小説「シュレディンガー美少女、西へ!」5

「てい、とう、えーい。」高いんだか低いんだかわからないテンションで、リルシュは魚を捌いていく。「ノイン様、次のページお願いします!」一方のノインは魚の捌き方の図解を開いて彼女の前に示していた。「はいはい。」彼女の多芸さに半ば呆れながらパラリとページをめくる。「ありがとうございます。こうかな?」サクサクと魚を切り刻み、綺麗な身だけが残る。ここは水上城"ピュアリー・キス"の地下港。全てを捌き終えるとリルシュはテクテクとテーブルを離れ、波打ち際に魚の切り屑やら何やらを捨てる。ついでに切り身も海水で綺麗にゆすいだ。「前回の陳情品でバターと小麦粉をもらっていたのでそれで焼いてみますねっ!」彼女はニコニコと笑うと階段を登る。辿り着いた城の裏手の中庭で火を起こす。「さっかな〜♪やっきやき〜♪バターの匂いがふぅんわり〜♪」上機嫌で魚の切り身を焼いていく。彼女の楽しそうな姿に思わずノインもニコニコしてしまう。「いい匂いだね。」「はい♪は、は、ハーブっ!」言いながら彼女は踊るように手元の小瓶からハーブを振りまく。
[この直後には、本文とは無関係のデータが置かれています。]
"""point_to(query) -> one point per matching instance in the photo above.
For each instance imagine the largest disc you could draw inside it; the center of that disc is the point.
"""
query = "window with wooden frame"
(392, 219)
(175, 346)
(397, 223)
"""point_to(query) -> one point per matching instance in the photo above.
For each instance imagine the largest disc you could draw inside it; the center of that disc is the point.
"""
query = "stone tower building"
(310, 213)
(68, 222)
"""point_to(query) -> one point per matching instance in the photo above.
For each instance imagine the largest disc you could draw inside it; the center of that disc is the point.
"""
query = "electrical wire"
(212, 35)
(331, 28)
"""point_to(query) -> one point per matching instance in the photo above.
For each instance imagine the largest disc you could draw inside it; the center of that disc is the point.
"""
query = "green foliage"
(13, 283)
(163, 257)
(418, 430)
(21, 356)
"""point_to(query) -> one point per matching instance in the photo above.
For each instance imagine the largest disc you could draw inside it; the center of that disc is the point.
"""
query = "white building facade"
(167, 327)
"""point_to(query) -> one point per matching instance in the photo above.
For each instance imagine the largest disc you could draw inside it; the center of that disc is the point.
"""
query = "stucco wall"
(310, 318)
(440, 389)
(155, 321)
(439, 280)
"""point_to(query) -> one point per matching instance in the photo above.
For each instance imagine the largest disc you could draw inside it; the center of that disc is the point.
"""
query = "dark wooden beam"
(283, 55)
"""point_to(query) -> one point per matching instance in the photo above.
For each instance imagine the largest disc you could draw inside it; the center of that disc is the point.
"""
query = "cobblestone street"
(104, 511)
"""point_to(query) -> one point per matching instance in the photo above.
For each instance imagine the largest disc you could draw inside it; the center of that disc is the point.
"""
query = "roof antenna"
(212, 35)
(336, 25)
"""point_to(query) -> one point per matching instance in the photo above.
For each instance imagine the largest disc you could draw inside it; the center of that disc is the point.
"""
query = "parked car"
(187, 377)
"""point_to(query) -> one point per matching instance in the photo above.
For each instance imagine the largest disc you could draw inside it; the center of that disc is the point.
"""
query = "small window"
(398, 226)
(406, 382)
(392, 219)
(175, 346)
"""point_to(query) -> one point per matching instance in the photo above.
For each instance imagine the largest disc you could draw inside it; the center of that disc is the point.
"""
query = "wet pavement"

そしてドヤ顔でノインに振り向いた。「えへへ!もうすぐできますよ〜!」ハーブの小瓶を顔脇に抱えてノインに語りかける。出来上がった料理は見事な物だった。ちょうど時間ぴったりに城の入り口の鐘が鳴る。「ご飯、きましたね!」テトテトとその小さな体で城の入り口の脇にある、小さな部屋にリルシュは入っていく。その小部屋は城の外とつながっており、どちらかのドアが開いている間はもう片方のドアは絶対に開かない仕掛けになっている。しばらくするとリルシュは小部屋から台車を押して食堂に向かう。「ノイン様〜はやくはやく〜!私お腹すいてしまった!」ノインは後に続く。「今日はどうかな?」ノインもご馳走を前にワクワクする。しかしこのごはんタイムがなかなかの曲者なのだ。リルシュは台車の上のたくさんのお皿を食卓に並べていく。そして見渡しながら、長いスプーンで小皿に取り分けてノインに渡してくれる。リルシュが取ってくれたものは大丈夫なもの。それ以外の料理は"危険な"ものだ。「このお肉は今日もたっぷりアブナイスパイスがかかっていますね〜。」リルシュはマジマジと観察する。「男の子が食べると、なんか元気になっちゃうやつです。キケン。」彼女はため息をつく。ノインも汗を垂らした。流石は"神降りの儀"と言ったところだろうか。ノインらにとっては二重の意味で危険だ。そう言った感じにデリバリーされた料理を安心できる食材を吟味すると、自然とヘルシーなものに偏ってしまう。「そこでさっきのお魚ですね!」リルシュはコトリとお皿を中央に置いた。美味しそうな匂いが漂ってくる。「いただきましょうか」2人で料理に短く祈りを捧げると、リルシュは魚をお箸で取り分けて小皿とともにノインの顔に近づける。「うふふ、それでは早速。あ〜ん?」ノインは差し出されたお箸に一瞬戸惑い顔を赤くしたが、結局言われるがままに口を開いた。もぐもぐと味わう。絶妙な焼き加減で身はふわりとほぐれ、バターの香りがそれを包み込む。「美味しい。良い焼き加減だね。」思わずニコリと笑う。「えへへ。美味しいお魚を釣ってもらえましたから〜!」リルシュもニコニコと笑った。